(Reuters) - Albemarle Corp said on Thursday it will double production at its lithium facility in Silver Peak, Nevada, part of a plan to boost supply for the burgeoning electric vehicle (EV) market.
Government mandates and rising concerns about climate change have increased demand for EVs and for the ultra-light battery material lithium. Albemarle expects its Nevada expansion to help supply the U.S. market.
Already the world’s largest lithium producer, Albemarle plans to invest between $30 million and $50 million to double production at the Nevada site by 2025. The company also produces lithium in Chile and Australia.

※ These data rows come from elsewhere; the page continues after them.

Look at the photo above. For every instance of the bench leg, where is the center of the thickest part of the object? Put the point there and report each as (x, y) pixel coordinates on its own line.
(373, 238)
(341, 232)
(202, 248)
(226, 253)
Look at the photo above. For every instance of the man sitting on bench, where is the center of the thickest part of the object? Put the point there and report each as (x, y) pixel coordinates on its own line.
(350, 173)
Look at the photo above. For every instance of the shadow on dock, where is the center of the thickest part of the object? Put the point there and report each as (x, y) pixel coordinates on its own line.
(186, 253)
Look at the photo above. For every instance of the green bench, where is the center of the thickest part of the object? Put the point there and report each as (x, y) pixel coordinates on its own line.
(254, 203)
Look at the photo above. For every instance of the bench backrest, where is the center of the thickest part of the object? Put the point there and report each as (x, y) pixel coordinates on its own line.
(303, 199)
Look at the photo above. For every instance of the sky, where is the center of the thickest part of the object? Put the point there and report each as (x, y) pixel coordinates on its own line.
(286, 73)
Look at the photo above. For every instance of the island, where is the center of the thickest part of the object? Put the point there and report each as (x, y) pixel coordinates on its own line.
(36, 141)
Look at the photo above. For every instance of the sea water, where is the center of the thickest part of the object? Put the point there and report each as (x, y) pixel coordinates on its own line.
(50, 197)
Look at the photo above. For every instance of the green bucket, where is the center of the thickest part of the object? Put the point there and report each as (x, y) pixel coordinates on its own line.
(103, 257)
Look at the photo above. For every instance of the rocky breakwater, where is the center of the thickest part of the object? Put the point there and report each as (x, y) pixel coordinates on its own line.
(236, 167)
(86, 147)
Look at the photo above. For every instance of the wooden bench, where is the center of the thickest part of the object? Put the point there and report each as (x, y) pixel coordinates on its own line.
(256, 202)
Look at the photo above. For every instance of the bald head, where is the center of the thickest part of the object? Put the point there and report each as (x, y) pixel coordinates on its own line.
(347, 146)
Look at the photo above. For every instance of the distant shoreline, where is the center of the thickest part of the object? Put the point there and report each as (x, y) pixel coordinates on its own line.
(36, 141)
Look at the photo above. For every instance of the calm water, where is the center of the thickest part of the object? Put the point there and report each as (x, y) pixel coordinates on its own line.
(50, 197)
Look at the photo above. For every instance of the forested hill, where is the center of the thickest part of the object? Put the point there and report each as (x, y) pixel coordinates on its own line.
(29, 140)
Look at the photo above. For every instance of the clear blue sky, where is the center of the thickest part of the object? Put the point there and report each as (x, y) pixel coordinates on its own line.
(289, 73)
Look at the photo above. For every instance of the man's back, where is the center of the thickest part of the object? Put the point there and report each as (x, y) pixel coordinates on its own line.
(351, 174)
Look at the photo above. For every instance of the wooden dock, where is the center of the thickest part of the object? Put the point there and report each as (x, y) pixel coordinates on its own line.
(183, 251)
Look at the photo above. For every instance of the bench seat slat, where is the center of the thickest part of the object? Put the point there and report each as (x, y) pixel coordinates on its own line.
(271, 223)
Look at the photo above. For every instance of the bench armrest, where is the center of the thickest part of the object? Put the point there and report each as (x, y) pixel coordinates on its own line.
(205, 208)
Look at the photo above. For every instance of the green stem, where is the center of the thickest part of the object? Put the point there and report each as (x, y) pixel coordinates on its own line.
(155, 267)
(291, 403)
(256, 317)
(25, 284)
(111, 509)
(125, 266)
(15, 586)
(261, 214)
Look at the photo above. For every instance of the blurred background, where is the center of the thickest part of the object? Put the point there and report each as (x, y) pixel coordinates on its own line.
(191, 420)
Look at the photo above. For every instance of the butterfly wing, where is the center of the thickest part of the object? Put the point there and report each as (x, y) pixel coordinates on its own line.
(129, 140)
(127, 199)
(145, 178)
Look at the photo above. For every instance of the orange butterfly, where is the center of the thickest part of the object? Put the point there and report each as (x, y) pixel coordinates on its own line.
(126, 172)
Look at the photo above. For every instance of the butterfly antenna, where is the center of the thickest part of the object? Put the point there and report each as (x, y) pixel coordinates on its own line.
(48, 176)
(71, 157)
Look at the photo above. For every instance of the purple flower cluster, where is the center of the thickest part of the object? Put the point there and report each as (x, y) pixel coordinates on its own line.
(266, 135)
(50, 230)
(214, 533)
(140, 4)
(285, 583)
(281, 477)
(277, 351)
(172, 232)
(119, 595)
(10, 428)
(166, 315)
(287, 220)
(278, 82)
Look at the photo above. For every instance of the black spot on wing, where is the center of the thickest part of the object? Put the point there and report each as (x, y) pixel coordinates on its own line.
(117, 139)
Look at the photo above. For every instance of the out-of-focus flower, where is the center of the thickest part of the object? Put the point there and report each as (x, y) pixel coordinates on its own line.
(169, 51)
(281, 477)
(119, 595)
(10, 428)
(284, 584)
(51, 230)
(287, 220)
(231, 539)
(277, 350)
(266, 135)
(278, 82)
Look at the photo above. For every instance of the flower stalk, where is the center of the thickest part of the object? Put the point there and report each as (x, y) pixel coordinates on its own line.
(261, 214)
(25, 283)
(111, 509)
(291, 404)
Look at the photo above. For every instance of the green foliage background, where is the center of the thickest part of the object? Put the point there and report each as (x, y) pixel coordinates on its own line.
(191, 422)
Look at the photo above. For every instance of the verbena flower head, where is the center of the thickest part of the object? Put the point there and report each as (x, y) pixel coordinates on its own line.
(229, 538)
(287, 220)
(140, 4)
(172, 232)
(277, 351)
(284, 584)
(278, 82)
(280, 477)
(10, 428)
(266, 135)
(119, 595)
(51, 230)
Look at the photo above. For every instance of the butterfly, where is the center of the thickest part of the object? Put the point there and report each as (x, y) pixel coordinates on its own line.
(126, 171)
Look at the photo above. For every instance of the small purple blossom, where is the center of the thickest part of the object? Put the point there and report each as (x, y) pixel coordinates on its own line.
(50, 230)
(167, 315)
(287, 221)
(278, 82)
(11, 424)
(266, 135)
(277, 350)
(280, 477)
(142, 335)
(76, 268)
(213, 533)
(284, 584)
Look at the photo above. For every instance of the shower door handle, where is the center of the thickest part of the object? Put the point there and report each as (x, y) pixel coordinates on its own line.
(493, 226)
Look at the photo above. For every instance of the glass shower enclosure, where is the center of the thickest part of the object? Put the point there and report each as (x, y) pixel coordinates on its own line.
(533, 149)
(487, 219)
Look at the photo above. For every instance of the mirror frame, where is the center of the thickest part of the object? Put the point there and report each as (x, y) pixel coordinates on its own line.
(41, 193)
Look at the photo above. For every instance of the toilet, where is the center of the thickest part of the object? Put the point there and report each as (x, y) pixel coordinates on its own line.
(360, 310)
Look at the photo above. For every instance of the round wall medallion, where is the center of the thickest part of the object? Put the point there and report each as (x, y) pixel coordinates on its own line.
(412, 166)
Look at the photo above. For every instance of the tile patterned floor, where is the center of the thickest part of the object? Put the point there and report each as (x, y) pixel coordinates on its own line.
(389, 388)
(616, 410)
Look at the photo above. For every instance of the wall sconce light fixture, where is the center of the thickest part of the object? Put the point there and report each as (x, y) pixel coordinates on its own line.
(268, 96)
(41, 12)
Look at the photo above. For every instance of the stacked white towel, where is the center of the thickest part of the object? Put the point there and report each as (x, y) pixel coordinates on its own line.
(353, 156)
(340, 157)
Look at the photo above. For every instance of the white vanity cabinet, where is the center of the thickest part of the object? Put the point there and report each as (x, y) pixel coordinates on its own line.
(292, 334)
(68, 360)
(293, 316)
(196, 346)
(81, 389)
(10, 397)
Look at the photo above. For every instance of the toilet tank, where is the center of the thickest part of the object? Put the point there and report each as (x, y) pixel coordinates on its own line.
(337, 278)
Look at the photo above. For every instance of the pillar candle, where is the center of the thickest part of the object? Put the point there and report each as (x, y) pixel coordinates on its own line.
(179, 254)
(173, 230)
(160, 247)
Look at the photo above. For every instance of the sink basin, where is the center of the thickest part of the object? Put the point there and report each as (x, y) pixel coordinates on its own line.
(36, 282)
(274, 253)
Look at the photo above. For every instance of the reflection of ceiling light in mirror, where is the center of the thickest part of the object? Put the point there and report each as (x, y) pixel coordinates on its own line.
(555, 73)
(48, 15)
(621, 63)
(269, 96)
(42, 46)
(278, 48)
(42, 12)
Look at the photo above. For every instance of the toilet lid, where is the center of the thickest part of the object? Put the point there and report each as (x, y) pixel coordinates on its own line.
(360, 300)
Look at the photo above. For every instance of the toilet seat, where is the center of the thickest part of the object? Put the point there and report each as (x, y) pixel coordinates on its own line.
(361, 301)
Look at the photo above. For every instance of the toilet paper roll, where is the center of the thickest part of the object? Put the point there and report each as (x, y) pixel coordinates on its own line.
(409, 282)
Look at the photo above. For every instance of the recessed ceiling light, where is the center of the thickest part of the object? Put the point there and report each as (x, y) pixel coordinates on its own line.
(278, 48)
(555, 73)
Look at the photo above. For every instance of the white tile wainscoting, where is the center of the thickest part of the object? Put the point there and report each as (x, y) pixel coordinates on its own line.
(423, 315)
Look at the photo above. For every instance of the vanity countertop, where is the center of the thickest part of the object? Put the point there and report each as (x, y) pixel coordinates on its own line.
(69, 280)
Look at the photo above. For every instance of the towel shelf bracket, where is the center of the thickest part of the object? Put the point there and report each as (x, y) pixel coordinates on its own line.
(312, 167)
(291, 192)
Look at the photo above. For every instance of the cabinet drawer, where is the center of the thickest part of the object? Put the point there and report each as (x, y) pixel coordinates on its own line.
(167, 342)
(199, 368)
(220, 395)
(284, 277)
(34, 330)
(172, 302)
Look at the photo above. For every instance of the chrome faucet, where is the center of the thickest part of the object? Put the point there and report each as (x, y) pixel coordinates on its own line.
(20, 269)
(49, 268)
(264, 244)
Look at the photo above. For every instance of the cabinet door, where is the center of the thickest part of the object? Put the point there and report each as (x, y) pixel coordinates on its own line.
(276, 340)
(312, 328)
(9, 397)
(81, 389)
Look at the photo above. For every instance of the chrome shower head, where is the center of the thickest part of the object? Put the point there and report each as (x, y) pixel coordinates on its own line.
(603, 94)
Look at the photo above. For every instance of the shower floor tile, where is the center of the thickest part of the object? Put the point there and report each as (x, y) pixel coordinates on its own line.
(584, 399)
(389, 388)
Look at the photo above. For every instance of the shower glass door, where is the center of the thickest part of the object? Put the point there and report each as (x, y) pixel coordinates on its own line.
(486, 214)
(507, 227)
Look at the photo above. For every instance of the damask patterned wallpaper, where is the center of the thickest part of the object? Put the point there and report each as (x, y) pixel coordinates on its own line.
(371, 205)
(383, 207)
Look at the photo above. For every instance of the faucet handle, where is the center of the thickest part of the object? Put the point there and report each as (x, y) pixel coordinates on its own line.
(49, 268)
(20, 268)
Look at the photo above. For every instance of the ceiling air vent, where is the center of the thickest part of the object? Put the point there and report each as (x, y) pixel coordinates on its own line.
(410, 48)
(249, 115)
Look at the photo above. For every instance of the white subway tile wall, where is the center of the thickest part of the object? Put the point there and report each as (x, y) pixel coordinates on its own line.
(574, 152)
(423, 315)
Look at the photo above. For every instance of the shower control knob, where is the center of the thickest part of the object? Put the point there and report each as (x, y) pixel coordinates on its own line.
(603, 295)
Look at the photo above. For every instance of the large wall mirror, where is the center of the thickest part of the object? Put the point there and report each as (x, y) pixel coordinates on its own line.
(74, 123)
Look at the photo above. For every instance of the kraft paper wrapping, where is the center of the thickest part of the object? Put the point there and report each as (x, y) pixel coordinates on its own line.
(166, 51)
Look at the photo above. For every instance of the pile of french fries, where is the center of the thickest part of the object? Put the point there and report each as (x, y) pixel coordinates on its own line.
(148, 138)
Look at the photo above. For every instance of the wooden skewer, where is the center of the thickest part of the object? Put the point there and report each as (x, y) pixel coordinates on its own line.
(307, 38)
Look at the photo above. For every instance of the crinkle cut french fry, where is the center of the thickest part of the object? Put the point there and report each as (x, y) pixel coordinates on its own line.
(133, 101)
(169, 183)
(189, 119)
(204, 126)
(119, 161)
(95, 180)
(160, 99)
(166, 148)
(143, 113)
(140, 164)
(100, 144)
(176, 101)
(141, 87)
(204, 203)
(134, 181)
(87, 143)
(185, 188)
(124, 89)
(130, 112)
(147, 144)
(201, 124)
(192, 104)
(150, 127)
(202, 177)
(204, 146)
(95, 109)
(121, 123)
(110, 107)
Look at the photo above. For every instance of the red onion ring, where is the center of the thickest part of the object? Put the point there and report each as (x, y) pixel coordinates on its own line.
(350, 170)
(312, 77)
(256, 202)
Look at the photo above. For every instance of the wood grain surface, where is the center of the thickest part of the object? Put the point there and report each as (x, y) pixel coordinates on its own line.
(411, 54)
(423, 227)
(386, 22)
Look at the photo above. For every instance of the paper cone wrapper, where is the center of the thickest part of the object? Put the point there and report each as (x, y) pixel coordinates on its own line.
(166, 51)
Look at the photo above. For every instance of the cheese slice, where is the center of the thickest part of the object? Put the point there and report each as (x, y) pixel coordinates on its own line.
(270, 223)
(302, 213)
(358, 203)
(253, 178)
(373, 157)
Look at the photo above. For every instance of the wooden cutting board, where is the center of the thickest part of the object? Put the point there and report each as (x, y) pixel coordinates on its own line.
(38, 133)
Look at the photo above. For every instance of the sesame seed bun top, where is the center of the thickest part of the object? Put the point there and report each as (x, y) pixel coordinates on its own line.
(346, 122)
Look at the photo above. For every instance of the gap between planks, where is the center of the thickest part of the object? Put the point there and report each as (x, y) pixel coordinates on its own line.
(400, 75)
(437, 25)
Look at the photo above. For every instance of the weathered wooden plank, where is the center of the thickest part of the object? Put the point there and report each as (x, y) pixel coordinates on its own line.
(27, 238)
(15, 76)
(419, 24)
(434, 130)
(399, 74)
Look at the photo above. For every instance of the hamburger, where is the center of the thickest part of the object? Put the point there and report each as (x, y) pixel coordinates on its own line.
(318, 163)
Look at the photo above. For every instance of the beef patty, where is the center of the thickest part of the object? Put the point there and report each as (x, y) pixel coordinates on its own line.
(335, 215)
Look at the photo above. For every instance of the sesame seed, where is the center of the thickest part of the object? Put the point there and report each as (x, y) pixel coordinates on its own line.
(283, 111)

This would expand the operation, which produces lithium from brine extracted from the Clayton Valley basin, to 10 kilo tonnes (kt) of lithium carbonate equivalent from 5 kt, BMO Capital Markets analyst Joel Jackson said in a note.
“The motivation would seem clearly to be to bulk up its U.S. operations as lithium and EVs become of more strategic importance this decade, particularly perhaps under the new green-friendly Biden administration,” Jackson said.
Albemarle’s stock rose 4.5% to $183 in morning trading. The stock has more than doubled in the past year.
The company is the only U.S. lithium producer, although Standard Lithium Ltd, Piedmont Lithium Ltd, ioneer Ltd and others are working to bring projects online.
President-elect Joe Biden has promised to make tackling climate change one of the pillars of his incoming administration, a plan that includes rapid promotion of EV technologies.
Charlotte, North Carolina-based Albemarle said it will also begin a program to evaluate clays and other available Nevada resources for commercial production of the metal.
Lithium Americas Corp is developing a lithium clay project in Nevada, roughly 350 miles (563 km) north of Albemarle’s operations. Tesla Inc has said it wants to produce lithium from clay.